L’affaire Epstein continue de mettre en lumière les relations entretenues par le financier déchu avec de grandes banques internationales. Selon des documents rendus publics par le Department of the Treasury, Jeffrey Epstein conservait une part majeure de sa fortune à la Deutsche Bank, où il aurait détenu jusqu’à 135 millions de dollars.
Les documents indiquent que Jeffrey Epstein a été client de la banque allemande entre 2013 et 2019, période durant laquelle ses actifs ont transité principalement par cet établissement. Si Epstein possédait des comptes dans plusieurs institutions financières, la Deutsche Bank apparaît comme celle ayant concentré la majorité de ses fonds. La question de savoir dans quelle mesure la banque était informée de ses antécédents judiciaires demeure toutefois sans réponse claire à ce stade.
Condamné en 2008 par un tribunal de Floride pour abus sexuel sur une mineure, Jeffrey Epstein avait plaidé coupable et écopé d’une peine de treize mois de prison. À l’issue de cette condamnation, il a été enregistré comme délinquant sexuel aux États-Unis. Malgré cette affaire judiciaire, son activité financière ne semble pas avoir été durablement entravée. Sa fortune a continué de croître au fil des années, atteignant selon les états financiers environ 454 millions de dollars en 2017, contre 386 millions en 2014.

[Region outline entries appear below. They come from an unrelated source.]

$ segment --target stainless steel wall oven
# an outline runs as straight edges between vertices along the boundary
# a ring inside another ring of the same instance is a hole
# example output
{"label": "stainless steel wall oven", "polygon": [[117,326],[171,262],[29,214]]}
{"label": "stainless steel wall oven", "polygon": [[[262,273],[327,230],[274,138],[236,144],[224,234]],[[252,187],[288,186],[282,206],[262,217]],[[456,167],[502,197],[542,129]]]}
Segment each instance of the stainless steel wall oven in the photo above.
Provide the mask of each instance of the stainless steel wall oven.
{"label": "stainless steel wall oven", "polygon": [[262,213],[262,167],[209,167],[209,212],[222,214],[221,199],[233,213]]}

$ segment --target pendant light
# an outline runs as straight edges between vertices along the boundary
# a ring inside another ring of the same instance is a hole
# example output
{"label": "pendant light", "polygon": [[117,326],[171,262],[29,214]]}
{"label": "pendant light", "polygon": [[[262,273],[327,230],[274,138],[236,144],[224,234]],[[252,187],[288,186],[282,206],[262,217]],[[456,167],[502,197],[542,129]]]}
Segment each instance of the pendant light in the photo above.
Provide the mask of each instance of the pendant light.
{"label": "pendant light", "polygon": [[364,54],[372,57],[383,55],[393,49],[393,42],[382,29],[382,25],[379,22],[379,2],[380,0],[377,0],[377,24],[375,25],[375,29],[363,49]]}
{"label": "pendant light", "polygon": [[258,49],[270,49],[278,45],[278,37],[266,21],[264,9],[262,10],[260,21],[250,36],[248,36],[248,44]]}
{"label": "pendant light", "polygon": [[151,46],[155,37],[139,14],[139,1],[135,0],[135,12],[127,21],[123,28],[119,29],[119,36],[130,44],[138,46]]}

Les montants conservés à la Deutsche Bank ont cependant évolué à la baisse. En 2014, les comptes d’Epstein au sein de l’établissement s’élevaient à environ 135 millions de dollars. Trois ans plus tard, ce montant aurait diminué à 94 millions de dollars, selon des informations rapportées par le média économique allemand WirtschaftsWoche. Les raisons précises de cette baisse ne sont pas détaillées dans les documents publiés.
Ces révélations s’inscrivent dans un contexte plus large de transparence forcée autour de l’affaire Epstein. Plus de trois millions de pages supplémentaires issues du dossier ont été rendues publiques récemment, alimentant de nouvelles enquêtes médiatiques et judiciaires sur les responsabilités éventuelles de tiers, notamment dans le secteur bancaire. Les autorités américaines cherchent à établir si certaines institutions ont manqué à leurs obligations de vigilance en continuant à entretenir des relations d’affaires avec Epstein après sa condamnation.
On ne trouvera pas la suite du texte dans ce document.